Mold was growing on the personal property of tenants and on building surfaces throughout a 1,200 unit Miami, Florida apartment building. We were asked to determine the cause of the mold.
Our investigation found high relative humidity throughout the building. Humidity levels increases as we approached the grills in the corridors where ventilation air was added to the building. Evaluation of the rooftop unit that supplied ventilation air found that it had been damaged by a recent hurricane, and was no longer dehumidifying ventilation air. This was the primary cause of the high humidity condition. In addition, study of airflows, and measurement of pressure differentials found a contributing problem. Bathroom exhaust fans were operating twenty-four hours a day, causing the apartment units to be at a negative pressure relative to outdoors. This negative pressure caused humid outside air to be drawn into the apartment units, and into wall cavities.

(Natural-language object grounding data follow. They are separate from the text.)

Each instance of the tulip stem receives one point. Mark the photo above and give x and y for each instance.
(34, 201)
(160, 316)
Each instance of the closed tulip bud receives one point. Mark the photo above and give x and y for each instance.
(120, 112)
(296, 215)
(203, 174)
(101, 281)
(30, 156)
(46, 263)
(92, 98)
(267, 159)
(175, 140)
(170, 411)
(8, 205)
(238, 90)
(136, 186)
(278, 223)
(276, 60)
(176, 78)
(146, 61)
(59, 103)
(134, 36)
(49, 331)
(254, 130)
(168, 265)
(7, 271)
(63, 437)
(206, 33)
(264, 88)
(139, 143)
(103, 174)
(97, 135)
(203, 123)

Resolution of the humidity problem required repair of the roof top ventilation unit, and to correct the negative pressure in the apartment units, individual exhaust fans were installed in bathrooms and discharged into the original exhaust duct. The original exhaust fan was removed and replaced with a variable speed fan controlled so that the amount of exhaust air being drawn from the building matched the needs of the individual exhaust fans in each bathroom. After repairs, we took measurements in the building to verify proper humidity control, ventilation, building pressurization, and air flow.